Arguments pertinents
1. Violation de l'article 21 de l'ordonnance du 23 octobre 1958 : La Cour de cassation a souligné que la limitation de l'indemnité d'expropriation doit être appliquée de manière restrictive. Elle a affirmé que "la limitation de l'indemnité d'expropriation pour cause d'utilité publique constitue une exception au principe de la réparation de l'entier préjudice subi par l'exproprié et doit donc être appliquée restrictivement". Cela signifie que l'évaluation ne peut pas se fonder sur une mutation qui ne concerne qu'une fraction indivise du bien.
2. Absence de base légale : En se basant sur une évaluation qui ne respectait pas les critères légaux, la Cour d'appel n'a pas donné de base légale à sa décision. La Cour de cassation a noté que "la cour d'appel n'a pas donné de base légale à sa décision" en s'appuyant sur une valeur inférieure à celle qui aurait dû être considérée.

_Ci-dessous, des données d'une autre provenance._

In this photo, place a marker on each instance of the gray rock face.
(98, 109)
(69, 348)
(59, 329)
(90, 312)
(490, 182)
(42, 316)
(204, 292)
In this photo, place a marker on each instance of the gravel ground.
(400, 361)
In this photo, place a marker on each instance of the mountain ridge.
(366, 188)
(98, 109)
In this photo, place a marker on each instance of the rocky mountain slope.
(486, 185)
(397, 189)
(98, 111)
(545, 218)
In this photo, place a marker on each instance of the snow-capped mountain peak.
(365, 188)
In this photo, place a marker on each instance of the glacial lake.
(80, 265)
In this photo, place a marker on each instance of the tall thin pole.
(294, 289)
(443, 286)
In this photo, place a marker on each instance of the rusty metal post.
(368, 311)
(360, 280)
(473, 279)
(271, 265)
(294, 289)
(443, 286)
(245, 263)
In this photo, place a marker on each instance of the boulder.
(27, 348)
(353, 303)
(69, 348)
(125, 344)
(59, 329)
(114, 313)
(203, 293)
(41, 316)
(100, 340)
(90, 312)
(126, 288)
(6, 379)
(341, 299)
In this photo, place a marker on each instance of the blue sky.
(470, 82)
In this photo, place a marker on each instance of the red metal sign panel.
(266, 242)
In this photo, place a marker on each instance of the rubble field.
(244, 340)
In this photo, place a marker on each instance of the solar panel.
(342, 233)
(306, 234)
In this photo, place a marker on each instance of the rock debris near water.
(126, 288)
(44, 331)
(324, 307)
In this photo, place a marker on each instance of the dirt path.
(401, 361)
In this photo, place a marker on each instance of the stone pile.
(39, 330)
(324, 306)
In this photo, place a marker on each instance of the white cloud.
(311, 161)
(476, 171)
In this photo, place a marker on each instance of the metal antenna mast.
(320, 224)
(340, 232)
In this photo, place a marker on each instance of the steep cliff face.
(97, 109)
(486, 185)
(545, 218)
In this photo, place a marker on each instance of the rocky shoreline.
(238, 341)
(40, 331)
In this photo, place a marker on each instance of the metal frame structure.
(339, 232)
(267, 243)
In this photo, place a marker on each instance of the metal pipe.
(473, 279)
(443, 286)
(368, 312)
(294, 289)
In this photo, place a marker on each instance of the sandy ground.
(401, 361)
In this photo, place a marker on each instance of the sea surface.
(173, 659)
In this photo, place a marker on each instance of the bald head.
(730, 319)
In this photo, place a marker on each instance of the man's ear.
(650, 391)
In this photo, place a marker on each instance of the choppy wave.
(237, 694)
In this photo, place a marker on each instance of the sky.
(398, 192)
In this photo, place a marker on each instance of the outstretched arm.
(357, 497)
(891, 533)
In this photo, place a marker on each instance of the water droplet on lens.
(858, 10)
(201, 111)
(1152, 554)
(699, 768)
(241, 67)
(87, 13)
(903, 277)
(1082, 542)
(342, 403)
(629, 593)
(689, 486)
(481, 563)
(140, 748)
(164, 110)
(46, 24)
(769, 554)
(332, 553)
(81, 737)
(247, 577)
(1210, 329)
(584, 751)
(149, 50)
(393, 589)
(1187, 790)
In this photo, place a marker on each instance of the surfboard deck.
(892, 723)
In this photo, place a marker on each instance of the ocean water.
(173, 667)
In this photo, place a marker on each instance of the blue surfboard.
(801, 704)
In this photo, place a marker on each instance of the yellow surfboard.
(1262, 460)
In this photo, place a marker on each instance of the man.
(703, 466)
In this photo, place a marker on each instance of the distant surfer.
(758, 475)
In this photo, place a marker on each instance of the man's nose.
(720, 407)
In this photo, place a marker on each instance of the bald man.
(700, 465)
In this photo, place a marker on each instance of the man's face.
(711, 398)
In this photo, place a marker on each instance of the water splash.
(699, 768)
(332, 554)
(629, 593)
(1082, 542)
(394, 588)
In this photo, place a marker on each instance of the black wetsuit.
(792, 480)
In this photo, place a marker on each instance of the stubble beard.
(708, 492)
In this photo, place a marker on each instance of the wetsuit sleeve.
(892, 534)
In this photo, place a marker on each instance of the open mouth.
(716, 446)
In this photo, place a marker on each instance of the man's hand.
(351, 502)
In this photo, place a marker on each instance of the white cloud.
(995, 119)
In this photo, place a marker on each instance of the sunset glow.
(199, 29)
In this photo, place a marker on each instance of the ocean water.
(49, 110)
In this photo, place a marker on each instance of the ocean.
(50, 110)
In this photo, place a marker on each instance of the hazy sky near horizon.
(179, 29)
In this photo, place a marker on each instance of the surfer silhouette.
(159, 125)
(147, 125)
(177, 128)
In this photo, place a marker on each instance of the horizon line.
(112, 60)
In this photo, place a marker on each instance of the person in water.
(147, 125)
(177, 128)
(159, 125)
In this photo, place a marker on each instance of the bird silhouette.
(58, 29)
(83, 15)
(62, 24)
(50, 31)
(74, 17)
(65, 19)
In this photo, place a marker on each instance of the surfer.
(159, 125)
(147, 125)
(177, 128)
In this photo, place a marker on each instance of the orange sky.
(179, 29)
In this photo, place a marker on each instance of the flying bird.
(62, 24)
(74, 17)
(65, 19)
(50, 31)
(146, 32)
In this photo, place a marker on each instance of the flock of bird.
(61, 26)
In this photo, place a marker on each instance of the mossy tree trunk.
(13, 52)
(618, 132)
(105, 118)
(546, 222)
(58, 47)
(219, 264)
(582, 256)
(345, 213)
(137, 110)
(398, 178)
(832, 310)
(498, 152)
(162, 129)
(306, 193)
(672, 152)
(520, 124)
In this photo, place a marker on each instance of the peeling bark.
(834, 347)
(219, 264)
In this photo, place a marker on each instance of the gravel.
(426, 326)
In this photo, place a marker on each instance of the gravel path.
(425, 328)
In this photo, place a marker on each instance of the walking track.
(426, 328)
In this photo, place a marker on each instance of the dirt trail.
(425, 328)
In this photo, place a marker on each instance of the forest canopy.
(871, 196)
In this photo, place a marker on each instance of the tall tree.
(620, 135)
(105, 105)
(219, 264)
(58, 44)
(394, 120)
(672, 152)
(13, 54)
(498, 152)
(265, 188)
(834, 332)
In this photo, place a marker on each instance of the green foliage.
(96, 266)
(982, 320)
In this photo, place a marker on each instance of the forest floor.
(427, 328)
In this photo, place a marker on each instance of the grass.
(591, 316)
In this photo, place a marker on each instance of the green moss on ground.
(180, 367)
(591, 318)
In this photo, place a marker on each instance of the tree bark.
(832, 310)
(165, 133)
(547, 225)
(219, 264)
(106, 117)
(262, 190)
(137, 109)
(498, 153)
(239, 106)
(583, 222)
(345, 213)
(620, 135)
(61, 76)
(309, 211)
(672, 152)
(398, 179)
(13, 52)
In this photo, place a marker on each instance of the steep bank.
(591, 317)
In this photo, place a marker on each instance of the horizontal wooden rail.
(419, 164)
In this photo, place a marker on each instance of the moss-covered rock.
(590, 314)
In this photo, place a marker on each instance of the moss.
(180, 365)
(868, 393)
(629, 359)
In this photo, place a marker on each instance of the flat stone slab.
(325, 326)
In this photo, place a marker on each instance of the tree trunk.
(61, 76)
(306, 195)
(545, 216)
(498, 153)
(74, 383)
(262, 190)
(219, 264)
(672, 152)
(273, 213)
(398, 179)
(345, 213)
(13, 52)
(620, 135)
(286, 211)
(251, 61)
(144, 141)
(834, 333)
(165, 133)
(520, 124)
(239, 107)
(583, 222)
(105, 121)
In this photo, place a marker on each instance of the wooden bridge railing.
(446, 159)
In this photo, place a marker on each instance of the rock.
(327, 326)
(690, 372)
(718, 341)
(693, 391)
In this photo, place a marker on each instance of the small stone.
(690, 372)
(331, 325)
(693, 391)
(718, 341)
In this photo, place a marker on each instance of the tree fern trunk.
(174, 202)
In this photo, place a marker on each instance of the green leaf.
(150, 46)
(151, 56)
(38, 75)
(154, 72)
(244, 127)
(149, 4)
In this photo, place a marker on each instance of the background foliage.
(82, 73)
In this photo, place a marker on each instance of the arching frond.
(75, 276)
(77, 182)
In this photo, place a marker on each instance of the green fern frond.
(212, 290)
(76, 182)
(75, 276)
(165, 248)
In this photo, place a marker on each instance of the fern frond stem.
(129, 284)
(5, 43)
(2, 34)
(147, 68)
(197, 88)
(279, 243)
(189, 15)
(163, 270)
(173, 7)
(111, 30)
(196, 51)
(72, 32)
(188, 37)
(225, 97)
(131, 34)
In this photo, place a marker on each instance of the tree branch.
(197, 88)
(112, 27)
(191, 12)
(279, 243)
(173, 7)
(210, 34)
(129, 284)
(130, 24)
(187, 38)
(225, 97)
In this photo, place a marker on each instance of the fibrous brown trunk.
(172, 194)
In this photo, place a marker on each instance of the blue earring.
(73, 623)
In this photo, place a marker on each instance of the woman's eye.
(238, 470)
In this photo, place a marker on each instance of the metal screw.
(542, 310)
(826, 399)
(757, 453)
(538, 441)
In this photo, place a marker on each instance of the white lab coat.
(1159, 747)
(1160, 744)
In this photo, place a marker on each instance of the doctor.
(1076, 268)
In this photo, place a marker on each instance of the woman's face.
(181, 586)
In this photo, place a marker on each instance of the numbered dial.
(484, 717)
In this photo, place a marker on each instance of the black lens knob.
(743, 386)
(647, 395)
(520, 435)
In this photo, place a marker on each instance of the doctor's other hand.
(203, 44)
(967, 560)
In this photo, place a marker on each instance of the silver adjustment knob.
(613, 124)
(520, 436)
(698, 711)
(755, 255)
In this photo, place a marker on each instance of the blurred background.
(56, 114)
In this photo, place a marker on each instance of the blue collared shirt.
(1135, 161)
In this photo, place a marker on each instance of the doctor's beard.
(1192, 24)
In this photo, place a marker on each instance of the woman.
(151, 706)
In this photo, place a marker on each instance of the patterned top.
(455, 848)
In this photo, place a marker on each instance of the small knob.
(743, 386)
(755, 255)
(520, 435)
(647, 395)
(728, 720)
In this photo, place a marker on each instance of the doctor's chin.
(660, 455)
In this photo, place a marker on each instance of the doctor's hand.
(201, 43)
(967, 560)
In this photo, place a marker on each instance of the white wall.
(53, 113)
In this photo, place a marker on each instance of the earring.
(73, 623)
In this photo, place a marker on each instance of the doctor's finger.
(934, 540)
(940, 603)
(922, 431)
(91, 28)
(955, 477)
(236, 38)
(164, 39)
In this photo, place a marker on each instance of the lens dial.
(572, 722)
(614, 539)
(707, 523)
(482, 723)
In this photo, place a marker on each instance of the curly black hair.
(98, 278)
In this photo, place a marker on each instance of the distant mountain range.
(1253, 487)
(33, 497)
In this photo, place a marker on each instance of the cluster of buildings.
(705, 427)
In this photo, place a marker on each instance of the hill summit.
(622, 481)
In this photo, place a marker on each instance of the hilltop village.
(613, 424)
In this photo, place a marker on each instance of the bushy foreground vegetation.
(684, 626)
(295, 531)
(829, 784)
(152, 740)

3. Contradiction dans le jugement : La Cour a également relevé une contradiction dans le jugement concernant la demande d'indemnité de remploi. Bien que la Cour d'appel ait reconnu qu'il n'y avait pas eu de vente, elle a rejeté la demande d'indemnité de remploi, ce qui a conduit à la cassation de la décision. La Cour a affirmé qu'"une telle contradiction entre le motif et le dispositif de l'arrêt doit entraîner la cassation de la décision".
Interprétations et citations légales
1. Article 21 de l'ordonnance du 23 octobre 1958 : Cet article régit les modalités d'évaluation des biens expropriés. L'alinéa 4 précise que l'indemnité d'expropriation ne peut être fondée sur une mutation de référence qui ne porte que sur une fraction indivise du bien. La Cour a interprété cet article comme imposant une stricte application des critères d'évaluation, excluant ainsi les évaluations basées sur des transactions partielles.
2. Article 30 du décret du 20 novembre 1959 : Cet article stipule qu'aucune indemnité de remploi ne peut être prévue si les biens étaient notoirement destinés à la vente ou mis en vente dans les six mois précédant la déclaration d'utilité publique. La Cour a noté que la contradiction dans le jugement de la Cour d'appel concernant la demande d'indemnité de remploi était incompatible avec les dispositions de cet article.
3. Article 7 de la loi du 20 avril 1810 : Cet article, en lien avec l'indemnisation des expropriés, a également été mentionné dans le cadre de l'évaluation des biens et des demandes d'indemnité. La Cour a souligné que la prise en compte de la situation des biens au moment de l'expropriation est essentielle pour garantir une indemnisation juste.
En conclusion, la décision de la Cour de cassation met en lumière l'importance de respecter les critères d'évaluation des biens expropriés et de garantir une indemnisation conforme aux principes de droit, tout en évitant les contradictions dans les jugements.